Tindakan perusahaan menyulut reaksi puluhan warga termasuk Haslilin dan Andi Firmansyah. Berbalut perasaan geram mereka mendatangi keberadaan alat berat beroda besi untuk meminta supaya menyetop kegiatannya sambil membawa spanduk bertuliskan, “hentikan penambangan di pemukiman. Mari menjaga Torobulu yang tersisa.”

Haslilin menaiki alat berat hendak membuka pintu, namun ditahan operator yang berada di dalam. Dia lantas memukul kaca pintu kendaraan simultan berteriak, “kau tidak mau berhentikah?” kemudian turun dan menyeru warga lain maju menghentikan eksavator Caterpillar 330 GC tersebut.

Saat operator sedang ingin memarkirkan alat berat, Firmansyah mengambil segumpal tanah terus melemparkan ke arah eksavator lalu melambaikan tangan mengisyarat agar menjauh dari lokasi penambangan.

Aksi protes dibalas PT WIN dengan melaporkan warga ke Polda Sulawesi Tenggara atas tuduhan menghalang-halangi aktivitas penambangan.
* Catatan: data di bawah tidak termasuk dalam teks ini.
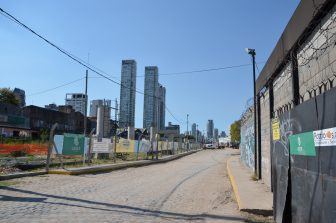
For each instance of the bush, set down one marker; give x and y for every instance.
(18, 153)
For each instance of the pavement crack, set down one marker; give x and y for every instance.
(168, 195)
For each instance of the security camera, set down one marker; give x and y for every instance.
(250, 51)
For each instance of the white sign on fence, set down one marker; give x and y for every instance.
(325, 137)
(105, 146)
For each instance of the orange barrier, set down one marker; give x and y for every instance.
(31, 149)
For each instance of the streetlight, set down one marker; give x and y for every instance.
(253, 54)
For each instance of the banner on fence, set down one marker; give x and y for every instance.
(60, 144)
(103, 146)
(125, 146)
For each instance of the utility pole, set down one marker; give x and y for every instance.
(85, 112)
(187, 124)
(115, 125)
(86, 102)
(196, 133)
(256, 161)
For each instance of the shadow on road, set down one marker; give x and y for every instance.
(108, 206)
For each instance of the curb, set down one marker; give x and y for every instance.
(19, 175)
(233, 183)
(112, 167)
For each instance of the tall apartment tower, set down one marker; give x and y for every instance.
(162, 107)
(193, 130)
(215, 136)
(151, 108)
(127, 93)
(77, 101)
(210, 129)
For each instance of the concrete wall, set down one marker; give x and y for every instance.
(283, 91)
(247, 139)
(265, 138)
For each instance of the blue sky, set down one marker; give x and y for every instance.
(175, 35)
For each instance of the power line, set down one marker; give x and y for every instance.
(54, 88)
(73, 57)
(204, 70)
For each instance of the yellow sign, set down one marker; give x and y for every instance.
(276, 129)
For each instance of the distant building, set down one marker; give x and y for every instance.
(210, 129)
(150, 114)
(215, 136)
(77, 101)
(127, 93)
(52, 106)
(223, 134)
(194, 130)
(12, 123)
(106, 106)
(162, 107)
(171, 131)
(43, 118)
(20, 96)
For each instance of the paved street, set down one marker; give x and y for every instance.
(195, 188)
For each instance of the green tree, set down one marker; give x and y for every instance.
(235, 131)
(7, 96)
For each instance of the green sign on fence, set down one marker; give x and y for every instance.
(73, 144)
(302, 144)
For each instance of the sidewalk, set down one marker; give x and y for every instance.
(252, 196)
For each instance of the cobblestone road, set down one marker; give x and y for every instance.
(195, 188)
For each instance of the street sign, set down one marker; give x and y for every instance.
(73, 144)
(276, 129)
(302, 144)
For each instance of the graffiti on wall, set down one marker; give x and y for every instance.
(247, 142)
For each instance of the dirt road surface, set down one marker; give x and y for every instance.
(195, 188)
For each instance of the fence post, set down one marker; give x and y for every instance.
(89, 155)
(50, 145)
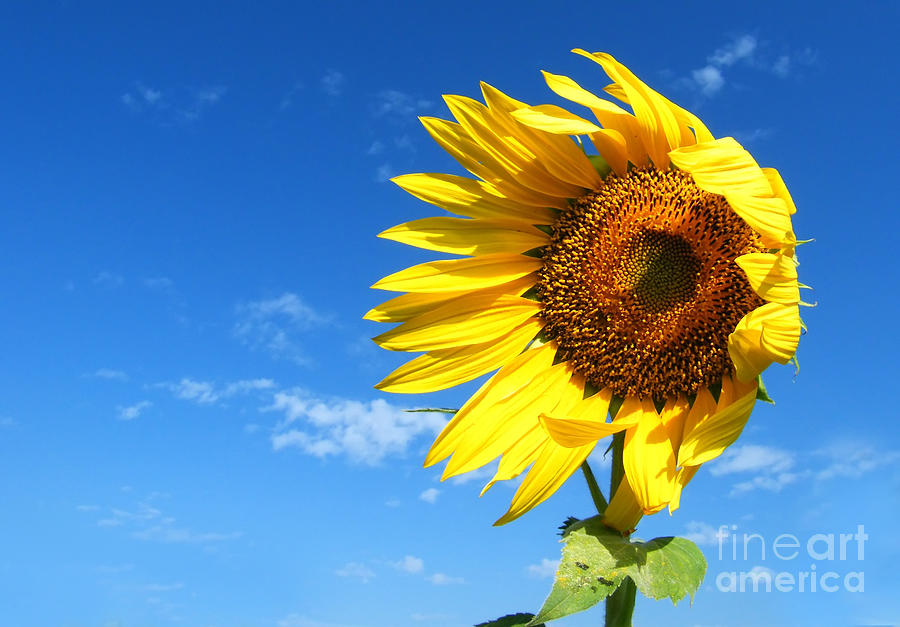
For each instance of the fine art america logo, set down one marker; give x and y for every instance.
(821, 561)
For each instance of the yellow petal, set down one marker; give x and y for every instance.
(474, 199)
(520, 164)
(712, 436)
(766, 334)
(552, 467)
(772, 276)
(682, 478)
(613, 148)
(494, 428)
(724, 167)
(472, 319)
(624, 510)
(460, 274)
(442, 369)
(553, 119)
(780, 189)
(661, 130)
(559, 155)
(673, 417)
(648, 457)
(611, 116)
(508, 381)
(703, 407)
(575, 431)
(406, 306)
(467, 237)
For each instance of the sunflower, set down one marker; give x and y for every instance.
(657, 277)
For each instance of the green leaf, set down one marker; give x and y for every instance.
(596, 560)
(510, 620)
(600, 165)
(761, 394)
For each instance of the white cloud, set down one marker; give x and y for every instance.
(440, 579)
(395, 102)
(333, 83)
(133, 411)
(852, 460)
(298, 620)
(709, 79)
(109, 373)
(739, 48)
(108, 279)
(356, 570)
(752, 458)
(485, 473)
(384, 172)
(207, 393)
(162, 587)
(546, 569)
(772, 483)
(270, 324)
(430, 495)
(159, 283)
(364, 432)
(703, 534)
(174, 535)
(410, 564)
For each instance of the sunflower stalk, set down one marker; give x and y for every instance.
(620, 604)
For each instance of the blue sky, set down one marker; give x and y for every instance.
(190, 194)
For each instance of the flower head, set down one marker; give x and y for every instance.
(657, 275)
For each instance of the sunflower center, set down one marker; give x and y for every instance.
(659, 268)
(639, 286)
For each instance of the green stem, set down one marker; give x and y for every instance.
(620, 604)
(599, 501)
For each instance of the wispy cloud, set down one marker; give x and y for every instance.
(710, 78)
(545, 569)
(109, 373)
(393, 102)
(852, 460)
(355, 570)
(271, 324)
(704, 534)
(752, 458)
(364, 432)
(745, 50)
(147, 522)
(441, 579)
(108, 279)
(333, 83)
(207, 393)
(430, 495)
(159, 283)
(172, 105)
(133, 411)
(410, 564)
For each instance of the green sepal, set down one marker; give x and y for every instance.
(600, 165)
(597, 559)
(510, 620)
(761, 393)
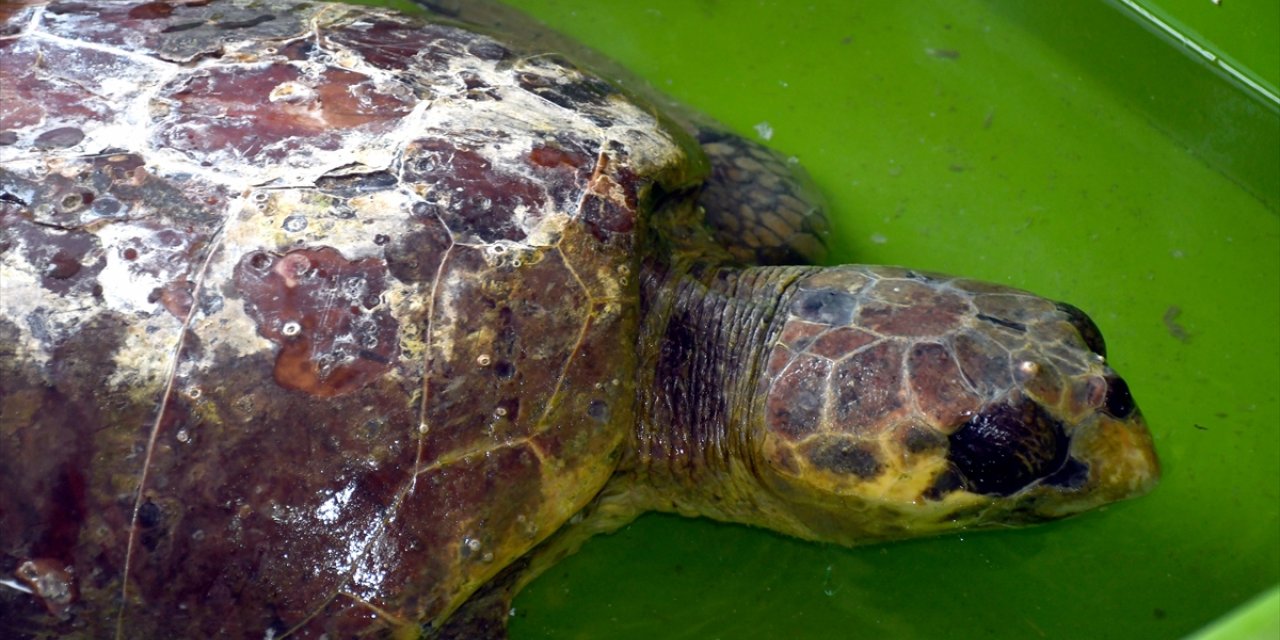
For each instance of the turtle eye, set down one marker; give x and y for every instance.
(1008, 447)
(1084, 324)
(1119, 402)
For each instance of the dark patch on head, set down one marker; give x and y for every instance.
(1089, 332)
(357, 183)
(1008, 447)
(919, 439)
(1119, 402)
(598, 410)
(245, 24)
(846, 457)
(1000, 321)
(824, 306)
(487, 49)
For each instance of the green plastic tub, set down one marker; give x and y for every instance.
(1072, 149)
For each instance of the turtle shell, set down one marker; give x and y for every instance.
(314, 316)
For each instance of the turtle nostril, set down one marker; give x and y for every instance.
(1119, 402)
(1089, 332)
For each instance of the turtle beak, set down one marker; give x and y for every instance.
(1114, 460)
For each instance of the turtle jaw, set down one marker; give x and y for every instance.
(1110, 461)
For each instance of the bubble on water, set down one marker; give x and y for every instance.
(295, 223)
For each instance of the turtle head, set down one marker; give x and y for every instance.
(895, 405)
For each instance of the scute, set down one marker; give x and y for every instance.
(318, 315)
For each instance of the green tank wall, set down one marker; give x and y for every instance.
(1074, 149)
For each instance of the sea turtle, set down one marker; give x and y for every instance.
(323, 320)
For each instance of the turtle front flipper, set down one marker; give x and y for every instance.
(760, 205)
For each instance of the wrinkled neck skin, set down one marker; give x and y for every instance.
(702, 352)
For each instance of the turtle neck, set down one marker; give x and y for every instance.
(702, 348)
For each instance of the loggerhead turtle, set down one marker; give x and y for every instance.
(321, 320)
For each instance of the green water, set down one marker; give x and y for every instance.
(1068, 151)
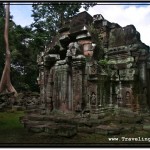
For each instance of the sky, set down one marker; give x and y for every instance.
(124, 15)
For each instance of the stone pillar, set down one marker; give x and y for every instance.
(142, 73)
(42, 87)
(69, 91)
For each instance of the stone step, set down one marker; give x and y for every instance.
(37, 128)
(29, 123)
(129, 120)
(61, 130)
(29, 107)
(108, 129)
(35, 111)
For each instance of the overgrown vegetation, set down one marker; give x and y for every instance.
(12, 133)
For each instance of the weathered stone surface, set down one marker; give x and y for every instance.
(146, 127)
(108, 129)
(37, 128)
(86, 71)
(61, 130)
(85, 129)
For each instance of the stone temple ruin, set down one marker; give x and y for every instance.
(90, 68)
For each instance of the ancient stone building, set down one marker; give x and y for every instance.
(93, 64)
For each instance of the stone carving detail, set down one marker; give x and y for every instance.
(78, 79)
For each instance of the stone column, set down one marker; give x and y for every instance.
(142, 73)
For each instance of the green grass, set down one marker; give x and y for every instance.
(12, 133)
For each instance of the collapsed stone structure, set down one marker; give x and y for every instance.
(93, 77)
(92, 64)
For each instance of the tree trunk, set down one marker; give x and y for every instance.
(5, 83)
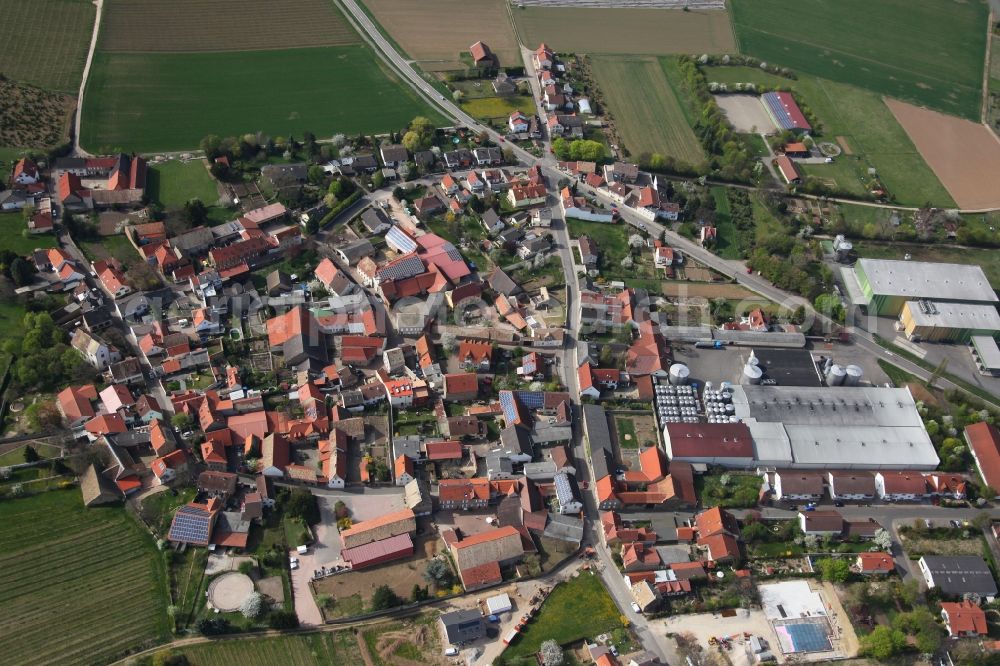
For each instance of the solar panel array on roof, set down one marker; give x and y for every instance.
(508, 406)
(401, 269)
(190, 525)
(398, 239)
(531, 399)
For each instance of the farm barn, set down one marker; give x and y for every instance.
(785, 111)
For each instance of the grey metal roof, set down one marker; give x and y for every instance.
(955, 575)
(925, 279)
(566, 528)
(988, 351)
(857, 427)
(955, 315)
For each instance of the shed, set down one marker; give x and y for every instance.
(499, 604)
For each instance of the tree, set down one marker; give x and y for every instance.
(418, 593)
(181, 421)
(21, 272)
(883, 643)
(439, 573)
(252, 606)
(384, 598)
(551, 653)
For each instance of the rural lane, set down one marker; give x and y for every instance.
(77, 120)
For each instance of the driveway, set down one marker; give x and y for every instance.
(305, 606)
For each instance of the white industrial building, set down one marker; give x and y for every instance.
(844, 427)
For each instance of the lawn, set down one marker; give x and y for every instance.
(633, 30)
(611, 239)
(988, 259)
(339, 647)
(497, 108)
(117, 246)
(419, 30)
(169, 101)
(11, 238)
(172, 184)
(867, 126)
(87, 588)
(652, 121)
(726, 245)
(626, 432)
(579, 608)
(728, 490)
(44, 42)
(933, 56)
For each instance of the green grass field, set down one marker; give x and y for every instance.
(645, 109)
(635, 30)
(161, 102)
(117, 246)
(578, 608)
(172, 184)
(78, 586)
(11, 226)
(867, 125)
(987, 259)
(327, 648)
(497, 108)
(45, 42)
(933, 55)
(725, 240)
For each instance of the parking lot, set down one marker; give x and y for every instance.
(362, 505)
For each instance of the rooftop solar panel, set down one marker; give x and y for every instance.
(531, 399)
(400, 241)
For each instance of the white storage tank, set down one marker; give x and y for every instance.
(679, 374)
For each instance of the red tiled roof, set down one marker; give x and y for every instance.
(965, 617)
(461, 383)
(459, 489)
(447, 450)
(984, 438)
(710, 440)
(872, 562)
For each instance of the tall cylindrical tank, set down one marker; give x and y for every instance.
(835, 375)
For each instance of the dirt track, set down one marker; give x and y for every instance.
(965, 156)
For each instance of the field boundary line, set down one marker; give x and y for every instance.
(78, 120)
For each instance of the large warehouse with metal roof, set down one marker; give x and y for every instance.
(848, 427)
(886, 285)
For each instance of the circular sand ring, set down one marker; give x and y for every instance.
(229, 591)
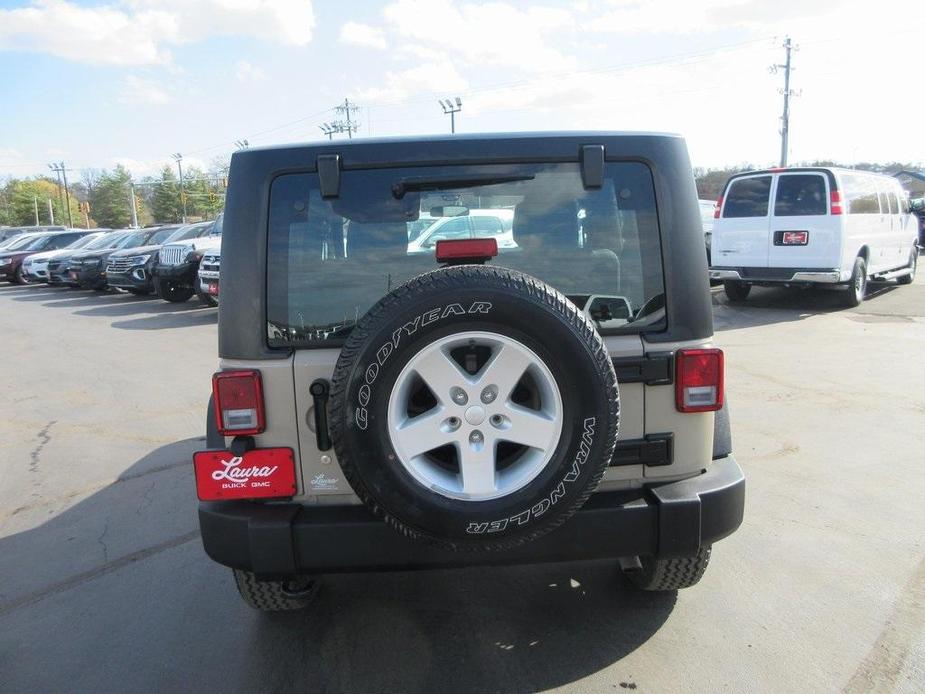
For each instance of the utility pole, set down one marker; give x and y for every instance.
(60, 168)
(787, 93)
(345, 126)
(179, 158)
(451, 109)
(54, 167)
(134, 208)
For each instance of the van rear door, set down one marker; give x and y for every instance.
(803, 233)
(740, 235)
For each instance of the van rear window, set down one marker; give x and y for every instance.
(748, 197)
(329, 261)
(800, 195)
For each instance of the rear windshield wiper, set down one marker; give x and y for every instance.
(412, 183)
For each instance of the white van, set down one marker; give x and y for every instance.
(807, 226)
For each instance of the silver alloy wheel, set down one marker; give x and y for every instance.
(473, 414)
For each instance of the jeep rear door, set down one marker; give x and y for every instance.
(740, 235)
(330, 260)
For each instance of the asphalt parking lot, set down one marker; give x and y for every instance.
(104, 585)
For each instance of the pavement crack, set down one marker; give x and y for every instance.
(81, 578)
(44, 438)
(102, 543)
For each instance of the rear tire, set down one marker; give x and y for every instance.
(913, 263)
(173, 293)
(276, 596)
(736, 291)
(670, 574)
(857, 288)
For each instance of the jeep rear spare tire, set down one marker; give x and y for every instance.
(474, 407)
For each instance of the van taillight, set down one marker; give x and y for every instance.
(699, 381)
(238, 397)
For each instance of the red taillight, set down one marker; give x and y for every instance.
(466, 249)
(238, 397)
(699, 380)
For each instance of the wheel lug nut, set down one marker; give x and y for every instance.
(459, 396)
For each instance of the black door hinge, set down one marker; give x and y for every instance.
(653, 369)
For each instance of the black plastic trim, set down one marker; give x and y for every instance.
(329, 175)
(653, 450)
(592, 166)
(653, 369)
(278, 540)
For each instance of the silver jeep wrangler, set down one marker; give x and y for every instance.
(533, 382)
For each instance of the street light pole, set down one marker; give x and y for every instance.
(451, 109)
(179, 158)
(67, 196)
(134, 209)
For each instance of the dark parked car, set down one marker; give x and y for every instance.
(131, 268)
(11, 259)
(176, 272)
(88, 268)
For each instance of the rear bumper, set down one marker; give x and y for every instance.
(758, 275)
(276, 540)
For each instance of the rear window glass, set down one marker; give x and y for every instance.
(800, 195)
(748, 197)
(329, 261)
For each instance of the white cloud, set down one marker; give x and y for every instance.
(357, 34)
(138, 90)
(495, 34)
(139, 32)
(140, 168)
(424, 78)
(248, 72)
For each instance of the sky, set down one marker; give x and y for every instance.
(95, 84)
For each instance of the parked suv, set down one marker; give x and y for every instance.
(130, 268)
(176, 273)
(11, 259)
(557, 400)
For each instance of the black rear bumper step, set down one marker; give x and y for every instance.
(279, 540)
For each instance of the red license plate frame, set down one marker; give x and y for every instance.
(261, 473)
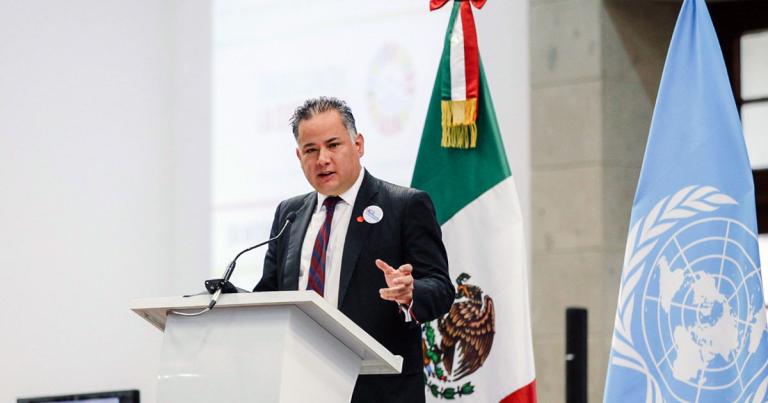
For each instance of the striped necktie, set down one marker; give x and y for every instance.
(317, 262)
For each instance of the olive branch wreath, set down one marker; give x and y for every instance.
(643, 238)
(433, 354)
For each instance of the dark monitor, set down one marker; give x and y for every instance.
(120, 396)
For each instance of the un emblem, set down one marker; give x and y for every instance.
(691, 315)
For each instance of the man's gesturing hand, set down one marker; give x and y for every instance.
(399, 283)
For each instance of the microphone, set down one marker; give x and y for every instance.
(222, 285)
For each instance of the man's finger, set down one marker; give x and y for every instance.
(393, 292)
(383, 266)
(404, 280)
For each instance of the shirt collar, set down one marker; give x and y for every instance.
(347, 197)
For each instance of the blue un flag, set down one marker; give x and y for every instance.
(690, 323)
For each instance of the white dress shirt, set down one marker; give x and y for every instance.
(341, 216)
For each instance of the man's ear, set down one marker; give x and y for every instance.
(360, 144)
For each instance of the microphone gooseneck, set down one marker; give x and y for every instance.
(219, 285)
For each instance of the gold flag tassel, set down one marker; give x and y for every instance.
(459, 124)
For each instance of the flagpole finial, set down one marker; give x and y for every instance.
(436, 4)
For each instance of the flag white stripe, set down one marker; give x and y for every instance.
(458, 79)
(486, 240)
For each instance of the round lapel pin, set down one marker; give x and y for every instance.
(373, 214)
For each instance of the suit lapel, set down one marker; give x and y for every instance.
(357, 233)
(293, 254)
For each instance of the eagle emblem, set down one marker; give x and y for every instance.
(465, 339)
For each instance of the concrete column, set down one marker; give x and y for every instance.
(595, 69)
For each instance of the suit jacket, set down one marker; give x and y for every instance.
(407, 233)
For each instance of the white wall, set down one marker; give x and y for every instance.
(92, 213)
(502, 35)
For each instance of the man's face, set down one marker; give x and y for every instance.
(329, 157)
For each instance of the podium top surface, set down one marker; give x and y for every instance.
(376, 358)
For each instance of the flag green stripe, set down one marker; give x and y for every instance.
(454, 177)
(445, 60)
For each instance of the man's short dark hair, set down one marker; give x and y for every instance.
(316, 106)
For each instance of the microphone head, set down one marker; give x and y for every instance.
(291, 216)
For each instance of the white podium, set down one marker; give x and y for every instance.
(288, 346)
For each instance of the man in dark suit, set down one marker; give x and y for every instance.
(371, 248)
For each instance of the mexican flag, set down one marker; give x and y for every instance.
(482, 349)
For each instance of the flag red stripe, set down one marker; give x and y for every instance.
(471, 59)
(526, 394)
Awal Januari 2024, sebanyak 32 warga menjalani pemeriksaan sebagai saksi. Setelah beberapa kali diperiksa, pada 5 Maret 2024 penyidik resmi menetapkan Haslilin dan Andi Firmansyah menjadi tersangka.

Keputusan polisi dipandang upaya mengkriminalisasi warga pembela lingkungannya, alhasil memantik gelombang protes lintas kalangan terutama asal pegiat lingkungan. Massa tergabung dalam Aliansi Peduli Lingkungan Hidup dan HAM saling merangkul merajut soliditas perlawanan di antaranya lewat aksi unjuk rasa.

Menuju penghujung Juni 2024, Polda Sulawesi Tenggara melimpahkan berkas dan barang bukti tersangka ke Kejaksaan Tinggi yang kemudian menyeret Haslilin dan Andi Firmansyah menduduki kursi Pengadilan Negeri Andoolo.

Status hukum Haslilin mendapat stigma buruk di lingkungan sekitarnya. Anak sulungnya kerap dicemooh orang-orang. Dia dan ketiga anaknya tidak mudah berbaur di tengah masyarakat. Dianggap asing bahkan kerabat dekat termasuk mertuanya sendiri.

Suatu waktu anaknya bertanya menyangkut masalah yang menimpanya. “mama kenapakah? kenapa orang bilang mama mau dipenjara?” Haslilin kelimpungan memilih padanan kata untuk memberitahu anaknya agar mengerti tentang kondisinya.

Mental si sulung dengan usia baru sedekade tak cukup kuat menampung cercaan orang-orang nyaris tiap hari. Puncaknya ia memilih ogah bersekolah. Akhirnya Haslilin memindahkan anaknya ke sekolah di desa tetangga berjarak kurang lebih 2 kilometer dari rumah demi menjaga keberlangsungan pendidikannya.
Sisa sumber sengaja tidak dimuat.